In April 2019, Pennsylvania’s gaming industry was fully reliant on brick-and-mortar gambling. Online casinos only began to go live in Pennsylvania in the summer of 2019. April of 2019 is a better comparable due to COVID-19 closing all land-based casinos during in that month in 2020,
Despite iGaming and mobile sports betting continuing to see revenues surge, last month marked a strong return to pre-pandemic brick-and-mortar. In fact, overall, the casinos fared even better than they did before the coronavirus ravaged the world.
Casino slot machines and table games in April 2019 won $277.8 million. Last month, they won $279.1 million.
The reinvigorated land-based gaming market, spurred by easing of COVID-19 mitigation measures, coupled with the continued strong showing of play in the online sector, is good news for Pennsylvanians who will benefit from the tax revenues,” Pennsylvania Gaming Control Board Communications Director Doug Harbach said.

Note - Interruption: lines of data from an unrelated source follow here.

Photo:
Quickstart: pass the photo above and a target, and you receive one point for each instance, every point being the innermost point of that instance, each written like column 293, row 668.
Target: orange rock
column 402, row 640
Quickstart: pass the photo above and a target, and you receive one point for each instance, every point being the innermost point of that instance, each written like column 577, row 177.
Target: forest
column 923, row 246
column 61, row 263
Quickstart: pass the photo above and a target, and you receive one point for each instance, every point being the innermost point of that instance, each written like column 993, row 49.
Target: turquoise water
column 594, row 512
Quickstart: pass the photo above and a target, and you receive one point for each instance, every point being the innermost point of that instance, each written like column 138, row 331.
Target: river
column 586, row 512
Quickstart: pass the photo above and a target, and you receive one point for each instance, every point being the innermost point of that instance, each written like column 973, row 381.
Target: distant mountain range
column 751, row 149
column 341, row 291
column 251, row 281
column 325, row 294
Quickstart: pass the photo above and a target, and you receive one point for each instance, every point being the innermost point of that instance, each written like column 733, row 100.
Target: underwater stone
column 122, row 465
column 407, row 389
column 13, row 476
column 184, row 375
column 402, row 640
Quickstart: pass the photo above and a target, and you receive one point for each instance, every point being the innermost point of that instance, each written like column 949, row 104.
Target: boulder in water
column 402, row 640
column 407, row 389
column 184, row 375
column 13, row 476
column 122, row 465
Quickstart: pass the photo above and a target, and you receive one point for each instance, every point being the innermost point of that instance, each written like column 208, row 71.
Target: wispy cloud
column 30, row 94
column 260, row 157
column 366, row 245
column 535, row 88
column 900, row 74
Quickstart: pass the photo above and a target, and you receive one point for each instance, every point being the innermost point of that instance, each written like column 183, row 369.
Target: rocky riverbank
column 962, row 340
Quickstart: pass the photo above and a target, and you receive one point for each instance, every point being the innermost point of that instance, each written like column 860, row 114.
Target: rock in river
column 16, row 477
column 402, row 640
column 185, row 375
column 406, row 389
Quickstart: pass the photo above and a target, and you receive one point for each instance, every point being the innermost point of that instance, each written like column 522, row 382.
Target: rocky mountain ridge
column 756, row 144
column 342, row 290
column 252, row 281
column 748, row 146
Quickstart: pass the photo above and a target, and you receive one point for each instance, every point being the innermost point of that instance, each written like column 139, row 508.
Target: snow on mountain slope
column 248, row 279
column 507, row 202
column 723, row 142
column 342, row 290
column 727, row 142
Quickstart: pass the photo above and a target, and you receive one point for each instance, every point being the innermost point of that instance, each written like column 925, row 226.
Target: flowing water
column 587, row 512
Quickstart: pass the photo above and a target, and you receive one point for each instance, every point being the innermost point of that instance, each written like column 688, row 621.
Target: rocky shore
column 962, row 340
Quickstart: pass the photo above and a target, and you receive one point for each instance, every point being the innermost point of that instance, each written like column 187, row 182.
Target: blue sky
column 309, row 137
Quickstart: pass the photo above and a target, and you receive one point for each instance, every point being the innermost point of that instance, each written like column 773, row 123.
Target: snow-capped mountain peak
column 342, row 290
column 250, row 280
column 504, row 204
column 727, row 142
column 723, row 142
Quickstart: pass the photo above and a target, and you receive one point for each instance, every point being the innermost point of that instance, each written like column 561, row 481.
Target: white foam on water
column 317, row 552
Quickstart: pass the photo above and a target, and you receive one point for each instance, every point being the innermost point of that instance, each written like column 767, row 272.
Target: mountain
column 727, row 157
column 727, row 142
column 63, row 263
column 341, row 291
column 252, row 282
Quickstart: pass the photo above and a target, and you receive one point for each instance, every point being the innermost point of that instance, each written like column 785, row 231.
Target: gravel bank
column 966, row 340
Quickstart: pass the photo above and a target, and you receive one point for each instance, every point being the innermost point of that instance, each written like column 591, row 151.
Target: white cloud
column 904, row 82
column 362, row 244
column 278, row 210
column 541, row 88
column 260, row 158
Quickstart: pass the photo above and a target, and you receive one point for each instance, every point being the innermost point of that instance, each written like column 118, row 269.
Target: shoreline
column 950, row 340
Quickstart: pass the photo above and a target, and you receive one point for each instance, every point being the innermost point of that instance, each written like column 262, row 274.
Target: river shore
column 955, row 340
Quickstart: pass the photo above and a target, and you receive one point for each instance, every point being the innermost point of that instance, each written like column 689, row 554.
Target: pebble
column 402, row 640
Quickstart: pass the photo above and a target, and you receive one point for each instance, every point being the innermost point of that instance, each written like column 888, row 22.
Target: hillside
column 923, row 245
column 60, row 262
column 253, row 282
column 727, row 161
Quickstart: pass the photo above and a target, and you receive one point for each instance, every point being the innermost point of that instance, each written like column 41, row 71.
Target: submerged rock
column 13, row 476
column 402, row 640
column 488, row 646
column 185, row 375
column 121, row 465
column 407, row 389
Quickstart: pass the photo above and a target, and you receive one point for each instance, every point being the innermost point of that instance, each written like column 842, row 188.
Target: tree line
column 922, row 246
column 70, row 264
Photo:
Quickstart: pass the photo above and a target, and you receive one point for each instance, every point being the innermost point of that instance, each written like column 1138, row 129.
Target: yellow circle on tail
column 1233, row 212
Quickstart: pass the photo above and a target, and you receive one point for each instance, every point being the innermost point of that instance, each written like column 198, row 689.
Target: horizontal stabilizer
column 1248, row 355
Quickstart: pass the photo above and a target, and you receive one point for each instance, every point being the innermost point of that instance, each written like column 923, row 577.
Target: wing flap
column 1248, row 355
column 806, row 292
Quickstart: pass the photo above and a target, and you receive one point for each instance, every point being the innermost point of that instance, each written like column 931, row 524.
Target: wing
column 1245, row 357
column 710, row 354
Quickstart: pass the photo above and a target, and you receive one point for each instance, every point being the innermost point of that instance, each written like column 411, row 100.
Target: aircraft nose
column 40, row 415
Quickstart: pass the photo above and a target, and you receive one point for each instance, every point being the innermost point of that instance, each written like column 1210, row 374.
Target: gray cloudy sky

However, there is slightly more to the story. In April of 2019, Pennsylvania was home to 12 casinos. Today, there are 15.
Some casinos that were operating two years ago are winning fewer dollars today from their land-based operations. A few examples:
Casino — April 2021 — April 2019
- Wind Creek — $36.6M — $47M
- Rivers Pittsburgh — $30.1M — $31.3M
- Hollywood Penn National — $19.6M — $20.7M
- Mohegan Sun Pocono — $18.3M — $19.3M
Pennsylvania is reopening. Beginning Memorial Day, May 31, Gov. Tom Wolf (D) is lifting all COVID-related restrictions.
That means bars and restaurants can return to operating at full capacity. Many of those establishments are likely to turn back on their controversial skill-based gaming machines that the licensed casinos in the state desperately want eradicated.
In February, the Pennsylvania House Gaming Oversight Committee heard testimony from representatives of the licensed casinos. Unlike the 15 commercial gaming venues, skill gaming devices, which closely mimic a slot machine, pay no licensing fees, and the terminals are not taxed, nor regulated.
Adrian King, an attorney representing the state casinos, said further distributed gaming is bad “almost as much as COVID.”